An entrepreneur said to me the other day that it’s like 2006 again. His sense was that venture capitalists will “throw money at anything. The entrepreneurs with good ideas and good valuations, they’re going to be fine.”

What if we let those entrepreneurs do what they do and we focused on helping others develop entrepreneurial mindset and skills? What if we invited more people into our economy?

What would happen if we removed the barriers to entrepreneurship?

Entrepreneurs need infrastructure.

Those are a lot of what-ifs that we can think are worth pursuing. We don’t know the answers to all those questions, but we know the answers lie in creating an infrastructure to support all entrepreneurs—the doers, dreams, makers, side-hustlers, inventors and innovators.

Why? See jobs above.

But also recognize that companies that “grow up” in a community are more likely to stay and invest in that community. Endeavor Insight conducted surveys and interviews with 150 founders of fast-growing companies in the United States. This research, reported in What Do the Best Entrepreneurs Want in a City? (2015), found two things that founders valued above anything else: a pool of talented employees and access to customers and suppliers.  The report also noted that entrepreneurs of fast-growing firms based decisions about where to live on personal connections and quality of life factors, and few cited business-friendly regulations as reasons to start a business in a specific city.

Jobs, investment, talent recruitment, civic vibrancy, economic survival and economic growth: those are reasons to keep entrepreneurs. But how do you go about actually doing it?

Build an entrepreneurial infrastructure. Identify resources. Connect entrepreneurs. Empower collaborations to move the community forward. Then measure what you’ve done, see what works, decide what’s next.

Help entrepreneurs find ideas and make them real.

Building an infrastructure helps you move from helping people one at a time to creating a system that moves the entire community forward. It levels the playing field, making resources and opportunities more visible and accessible.

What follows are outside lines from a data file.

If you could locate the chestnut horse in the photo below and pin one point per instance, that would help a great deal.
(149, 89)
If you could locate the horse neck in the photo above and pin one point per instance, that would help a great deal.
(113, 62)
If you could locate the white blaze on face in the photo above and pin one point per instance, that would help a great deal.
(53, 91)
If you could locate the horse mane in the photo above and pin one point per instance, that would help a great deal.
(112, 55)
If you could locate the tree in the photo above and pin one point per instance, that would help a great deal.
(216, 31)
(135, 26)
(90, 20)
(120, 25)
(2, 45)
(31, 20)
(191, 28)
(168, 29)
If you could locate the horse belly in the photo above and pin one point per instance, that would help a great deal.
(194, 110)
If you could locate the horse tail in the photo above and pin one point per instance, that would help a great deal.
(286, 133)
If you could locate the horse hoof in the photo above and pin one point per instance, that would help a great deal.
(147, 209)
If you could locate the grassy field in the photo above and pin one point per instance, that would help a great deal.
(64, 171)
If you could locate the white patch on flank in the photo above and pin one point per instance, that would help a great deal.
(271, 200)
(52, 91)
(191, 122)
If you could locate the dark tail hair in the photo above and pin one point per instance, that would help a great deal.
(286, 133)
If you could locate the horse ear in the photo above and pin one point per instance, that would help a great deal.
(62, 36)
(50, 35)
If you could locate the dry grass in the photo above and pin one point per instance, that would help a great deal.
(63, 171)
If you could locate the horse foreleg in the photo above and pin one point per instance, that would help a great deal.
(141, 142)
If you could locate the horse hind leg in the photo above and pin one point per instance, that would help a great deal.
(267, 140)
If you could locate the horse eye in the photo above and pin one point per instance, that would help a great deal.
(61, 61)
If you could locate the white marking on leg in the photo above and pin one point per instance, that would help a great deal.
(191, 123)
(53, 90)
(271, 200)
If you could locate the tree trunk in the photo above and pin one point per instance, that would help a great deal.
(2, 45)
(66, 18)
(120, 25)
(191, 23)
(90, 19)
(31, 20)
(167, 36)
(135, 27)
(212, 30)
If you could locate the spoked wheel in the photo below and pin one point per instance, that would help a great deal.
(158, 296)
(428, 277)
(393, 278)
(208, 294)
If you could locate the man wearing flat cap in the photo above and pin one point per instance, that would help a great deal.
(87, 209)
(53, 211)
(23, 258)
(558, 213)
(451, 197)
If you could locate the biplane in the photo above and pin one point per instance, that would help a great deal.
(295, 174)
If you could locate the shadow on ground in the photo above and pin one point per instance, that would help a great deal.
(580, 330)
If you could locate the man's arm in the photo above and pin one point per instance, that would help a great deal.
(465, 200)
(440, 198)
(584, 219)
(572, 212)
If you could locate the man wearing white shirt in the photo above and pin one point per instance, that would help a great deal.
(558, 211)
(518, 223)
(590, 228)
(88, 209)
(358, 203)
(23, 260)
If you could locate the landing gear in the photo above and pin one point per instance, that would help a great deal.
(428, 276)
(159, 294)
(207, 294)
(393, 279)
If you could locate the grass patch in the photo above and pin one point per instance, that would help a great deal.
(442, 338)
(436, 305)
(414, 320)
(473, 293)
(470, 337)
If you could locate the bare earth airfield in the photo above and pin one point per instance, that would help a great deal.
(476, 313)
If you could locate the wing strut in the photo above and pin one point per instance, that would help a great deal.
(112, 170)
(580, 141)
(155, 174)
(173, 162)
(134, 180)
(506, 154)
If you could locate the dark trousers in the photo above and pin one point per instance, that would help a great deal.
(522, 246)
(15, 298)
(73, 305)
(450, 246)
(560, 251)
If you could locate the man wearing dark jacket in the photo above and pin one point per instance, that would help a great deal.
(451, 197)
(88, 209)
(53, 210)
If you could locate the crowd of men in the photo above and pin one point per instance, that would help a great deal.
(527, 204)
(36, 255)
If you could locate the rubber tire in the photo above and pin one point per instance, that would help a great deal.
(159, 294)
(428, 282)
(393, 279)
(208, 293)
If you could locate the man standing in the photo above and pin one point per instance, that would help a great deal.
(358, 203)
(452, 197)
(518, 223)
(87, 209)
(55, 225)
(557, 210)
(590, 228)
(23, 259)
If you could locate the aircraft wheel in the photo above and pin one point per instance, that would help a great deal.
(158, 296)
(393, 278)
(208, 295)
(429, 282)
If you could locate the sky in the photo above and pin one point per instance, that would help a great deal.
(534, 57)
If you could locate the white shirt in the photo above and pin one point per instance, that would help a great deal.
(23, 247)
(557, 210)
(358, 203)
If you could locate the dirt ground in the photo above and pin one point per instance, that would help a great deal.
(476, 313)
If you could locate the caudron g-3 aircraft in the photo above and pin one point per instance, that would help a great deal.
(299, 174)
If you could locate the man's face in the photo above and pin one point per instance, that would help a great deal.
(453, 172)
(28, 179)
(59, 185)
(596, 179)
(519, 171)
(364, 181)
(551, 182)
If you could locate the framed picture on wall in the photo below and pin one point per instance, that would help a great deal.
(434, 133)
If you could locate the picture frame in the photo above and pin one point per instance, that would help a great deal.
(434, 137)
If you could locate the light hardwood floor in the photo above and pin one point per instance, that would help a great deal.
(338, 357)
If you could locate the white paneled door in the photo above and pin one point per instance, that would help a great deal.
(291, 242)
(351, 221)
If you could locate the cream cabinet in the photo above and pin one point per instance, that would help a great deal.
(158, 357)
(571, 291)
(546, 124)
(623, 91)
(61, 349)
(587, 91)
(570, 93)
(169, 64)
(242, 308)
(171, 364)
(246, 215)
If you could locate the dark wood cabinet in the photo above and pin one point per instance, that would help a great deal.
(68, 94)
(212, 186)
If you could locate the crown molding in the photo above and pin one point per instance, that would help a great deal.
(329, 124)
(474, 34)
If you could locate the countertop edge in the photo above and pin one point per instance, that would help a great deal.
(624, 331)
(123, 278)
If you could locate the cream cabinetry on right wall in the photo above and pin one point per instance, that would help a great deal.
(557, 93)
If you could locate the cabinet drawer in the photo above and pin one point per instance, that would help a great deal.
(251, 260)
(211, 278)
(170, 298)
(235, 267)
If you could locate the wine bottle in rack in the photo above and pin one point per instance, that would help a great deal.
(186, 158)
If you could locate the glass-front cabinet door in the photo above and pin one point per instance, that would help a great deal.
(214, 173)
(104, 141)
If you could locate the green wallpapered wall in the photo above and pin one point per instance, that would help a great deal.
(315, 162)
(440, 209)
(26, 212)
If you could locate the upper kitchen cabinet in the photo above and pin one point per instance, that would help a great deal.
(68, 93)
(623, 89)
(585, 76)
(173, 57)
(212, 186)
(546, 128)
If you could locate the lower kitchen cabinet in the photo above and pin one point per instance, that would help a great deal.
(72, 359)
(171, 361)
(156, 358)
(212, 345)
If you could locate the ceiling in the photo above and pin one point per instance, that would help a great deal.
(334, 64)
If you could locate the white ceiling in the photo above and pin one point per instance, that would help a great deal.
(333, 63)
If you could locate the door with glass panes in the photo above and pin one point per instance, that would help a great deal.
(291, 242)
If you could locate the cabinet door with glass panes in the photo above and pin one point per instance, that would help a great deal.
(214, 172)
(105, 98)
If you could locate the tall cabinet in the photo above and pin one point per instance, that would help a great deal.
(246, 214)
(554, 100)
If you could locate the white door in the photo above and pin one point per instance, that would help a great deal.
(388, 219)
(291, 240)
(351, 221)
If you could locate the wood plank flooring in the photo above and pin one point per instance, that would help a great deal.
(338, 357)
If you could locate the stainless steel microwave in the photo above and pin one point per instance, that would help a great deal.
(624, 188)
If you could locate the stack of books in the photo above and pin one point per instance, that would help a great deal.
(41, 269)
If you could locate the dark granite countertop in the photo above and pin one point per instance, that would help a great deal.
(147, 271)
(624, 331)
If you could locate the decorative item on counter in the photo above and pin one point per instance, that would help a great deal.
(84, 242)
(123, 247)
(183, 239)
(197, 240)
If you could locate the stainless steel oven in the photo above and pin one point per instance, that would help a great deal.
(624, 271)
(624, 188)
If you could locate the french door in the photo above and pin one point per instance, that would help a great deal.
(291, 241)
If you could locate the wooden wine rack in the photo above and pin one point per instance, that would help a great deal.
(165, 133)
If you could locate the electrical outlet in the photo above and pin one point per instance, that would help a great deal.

As people who want to support entrepreneurs, we can make it easier for them to make connections. We can make it easier for people starting businesses to find the right resources. We can simplify the process of getting permits or licenses. We can provide a continuum of programs to help entrepreneurs vet their ideas and grow their businesses. And we can help bring new pools of capital (case in point here and here) to the community.

So what can you do to take the first step?

Look around your community. Really look. Your community has organizations that are doing something to help people start and grow businesses. It may be a chapter of SCORE. It may be a business development center. It may be a university program. It may be a regional rural development center.

Think of those programs, those assets, as a bunch of Legos® blocks, without an assembly guide. If you start by attaching one Lego block to another, connecting one program to another in a deliberate continuum of services, you start to build something.

So back to that drawing . . .

(And thanks to Norris Krueger for the exercise.)

Who did you draw? Who would the business owner on the corner shop draw? Who would your kid draw? Who do they see in that opportunity?

Do you see yourself in the hope and future of entrepreneurship?